In Fig. 7a,b, there is a big change around time 40 min. This is because the associativity of the file decreases after 40 min, and many subsequent metadata requests cannot be satisfied by the prefetched metadata stored in the client-side cache. The file system client has to interact with the central manager through wide-area network to access the requested metadata. This leads to long execution time. As the execution time increases from 80 to 140 min, DBP achieves better prefetching performance than NP, WGP, and FMBP. Beyond 160 min, the number of requests served by WGP and FMBP improves significantly. The FGP is able to take advantage of the non-frequency-mining-based and frequency-mining-based policies, thereby achieving the lowest execution time.

When the replaying of OC1 is fulfilled, the order of hit ratios is: FPG > DBP > FMBP > WGP > NABP > NP, where higher is better. The order of execution time is: FGP< FMBP< WGP< NP< DBP< NABP, where lower is better. The FGP achieves the best prefetching performance, improving the hit ratios by as much as 8.17%, 5.76%, 5.31%, 4.16%, and 6.47% as compared to those of NP, WGP, FMBP, DBP, and NABP, respectively. These correspond to 40.27%, 35.1%, 33.5%, 40.53%, and 62.08% reductions in execution time, respectively. FMBP is slightly better than WGP in terms of hit ratio and execution time. Initially, no significant differences are observed between NP, WGP, and FMBP in terms of the number of requests. This is because historical access information is not sufficient to learn. When the relaying is fulfilled, the cache hit ratio and execution time of FMBP and WGP are better than those of NP. The cache hit ratio of DBP is higher than that of NP, but the execution time is lower. NABP achieves a higher hit ratio than NP, but its execution time is significantly higher than that of NP. This is because NABP requires considerable time to perform computations for capturing associated files. This phenomenon also demonstrates that NABP is unsuitable for real-time prefetching.

Regarding scenario OC2, when the execution time is less than 55 min, the number of requests served by FMBP is greater than that of DBP. When the execution time increases from 55 to 183 min, the number of requests served by DBP is greater than that of FMBP. Beyond 183 min, many metadata requests are quickly served by FMBP, and the number of requests served by FMBP is again greater than that of DBP. The execution time of FGP can be divided into the following three time intervals: [0, 35], [36, 86], and [87, 115]. In the first interval, FGP mainly uses the frequency-mining-based policy to prefetch metadata, which is reflected in the fact that the curves of FGP and FMBP are nearly coincident. In the second interval, FGP mainly uses the directory-based policy to prefetch metadata, which is reflected in the fact that the curves of FGP and FMBP have similar slopes. In the third interval, FGP mainly uses the frequency-mining-based policy to prefetch metadata, which is reflected in the fact that many metadata requests are quickly served in a short time. When the replaying of OC2 is fulfilled, the order of hit ratio is: FPG > WGP > FMBP > NABP > NP > DBP. The order of execution time is: FGP < WGP < FMBP < NP < DBP < NABP.
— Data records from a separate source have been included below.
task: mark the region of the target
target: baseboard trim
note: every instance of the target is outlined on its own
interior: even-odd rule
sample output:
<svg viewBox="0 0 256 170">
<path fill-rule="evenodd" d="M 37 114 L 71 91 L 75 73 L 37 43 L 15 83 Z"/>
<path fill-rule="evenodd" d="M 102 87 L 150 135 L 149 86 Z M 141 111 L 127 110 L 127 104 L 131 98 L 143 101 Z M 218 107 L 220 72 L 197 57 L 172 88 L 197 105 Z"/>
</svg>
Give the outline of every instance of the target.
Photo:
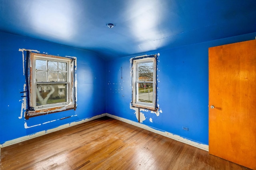
<svg viewBox="0 0 256 170">
<path fill-rule="evenodd" d="M 89 121 L 92 120 L 94 120 L 101 117 L 103 117 L 106 116 L 106 113 L 103 113 L 101 115 L 97 115 L 96 116 L 94 116 L 92 117 L 90 117 L 87 119 L 82 119 L 78 121 L 75 121 L 71 123 L 67 123 L 63 125 L 62 125 L 58 127 L 55 127 L 54 128 L 51 129 L 47 130 L 42 131 L 40 132 L 37 132 L 34 134 L 25 136 L 22 137 L 20 137 L 18 138 L 15 139 L 14 139 L 5 142 L 4 143 L 0 145 L 0 152 L 1 148 L 3 148 L 8 146 L 11 145 L 12 145 L 15 144 L 19 143 L 20 142 L 23 142 L 24 141 L 27 141 L 33 138 L 34 138 L 36 137 L 38 137 L 40 136 L 42 136 L 44 135 L 46 135 L 48 133 L 51 133 L 52 132 L 55 132 L 56 131 L 59 131 L 60 130 L 63 129 L 64 129 L 66 128 L 67 127 L 70 127 L 71 126 L 74 126 L 75 125 L 78 125 L 79 124 L 82 123 L 84 122 Z"/>
<path fill-rule="evenodd" d="M 154 129 L 151 128 L 146 125 L 143 124 L 141 123 L 132 121 L 130 120 L 129 120 L 126 119 L 124 119 L 122 117 L 119 117 L 118 116 L 115 116 L 114 115 L 111 115 L 109 113 L 106 113 L 106 115 L 110 117 L 112 117 L 113 119 L 116 119 L 117 120 L 120 120 L 120 121 L 123 121 L 128 123 L 132 125 L 137 126 L 138 127 L 141 127 L 142 129 L 144 129 L 146 130 L 148 130 L 149 131 L 154 132 L 155 133 L 158 134 L 159 135 L 162 135 L 163 136 L 166 137 L 167 137 L 172 139 L 190 145 L 192 146 L 193 147 L 196 147 L 201 149 L 209 151 L 209 146 L 207 145 L 202 144 L 202 143 L 198 143 L 194 141 L 190 140 L 189 139 L 184 138 L 181 136 L 178 135 L 173 134 L 170 132 L 166 131 L 162 131 L 159 130 L 156 130 Z"/>
<path fill-rule="evenodd" d="M 1 153 L 1 148 L 6 147 L 8 146 L 11 145 L 12 145 L 15 144 L 19 143 L 24 141 L 27 141 L 33 138 L 34 138 L 36 137 L 38 137 L 40 136 L 42 136 L 44 135 L 46 135 L 48 133 L 50 133 L 52 132 L 55 132 L 56 131 L 59 131 L 60 130 L 63 129 L 71 126 L 74 126 L 77 125 L 78 125 L 83 123 L 85 123 L 87 121 L 89 121 L 92 120 L 94 120 L 99 118 L 103 117 L 104 116 L 108 116 L 110 117 L 112 117 L 113 119 L 115 119 L 117 120 L 120 120 L 120 121 L 123 121 L 128 123 L 134 126 L 137 126 L 138 127 L 141 127 L 142 129 L 148 130 L 152 132 L 158 134 L 159 135 L 162 135 L 163 136 L 169 137 L 173 139 L 178 141 L 182 143 L 186 143 L 190 145 L 193 146 L 197 148 L 203 149 L 204 150 L 208 151 L 209 151 L 209 146 L 207 145 L 202 144 L 200 143 L 198 143 L 196 142 L 194 142 L 189 139 L 184 138 L 179 135 L 173 134 L 172 133 L 166 132 L 162 131 L 159 130 L 157 130 L 154 129 L 153 129 L 150 127 L 149 127 L 141 123 L 135 122 L 131 121 L 126 119 L 123 118 L 121 117 L 115 116 L 114 115 L 111 115 L 109 113 L 103 113 L 101 115 L 97 115 L 96 116 L 94 116 L 92 117 L 90 117 L 87 119 L 82 119 L 82 120 L 72 122 L 70 123 L 67 123 L 65 125 L 60 126 L 58 127 L 48 129 L 47 130 L 42 131 L 40 132 L 37 132 L 34 134 L 25 136 L 24 137 L 19 137 L 15 139 L 14 139 L 8 141 L 0 145 L 0 154 Z"/>
</svg>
Regarding scenario SC, initially, the number of requests served by DBP is greater than that of FMBP. Beyond 174 min, the number of requests served by the FMBP is greater than that of the DBP. When the execution time is less than 90 min, no significant differences are observed between FGP and DBP in terms of the number of requests served at a time. Beyond 90 min, the number of metadata requests served by FGP at a time is higher than that of DBP. When the replaying of SC is fulfilled, the FGP improves the hit ratios by as much as 12.88%, 8.61%, 7.84%, 3.31%, and 9.09% as compared to those of the NP, WGP, FMBP, DBP, and NABP, respectively. These correspond to 31.56%, 23.76%, 22.22%, 31.25%, and 55.87% reductions in execution time, respectively.

Fig. 8 shows the ratios of C-Cache’s execution time to the total execution time of FGP for different trace-replay scenarios. The ratios for OC1, OC2, and SC are 11.42%, 9.11%, and 14.13%, respectively. This demonstrates that the overhead of C-Cache is relatively low. The execution time of C-Cache is relatively high when directory-based prefetching policy is applied to C-Cache. This is because network communications and I/O operations are involved in the execution of C-Cache. The order of hit ratio is: SC > OC1 > OC2. This can be inferred that the ratio of the directory-based prefetching policy being executed is relatively high in SC.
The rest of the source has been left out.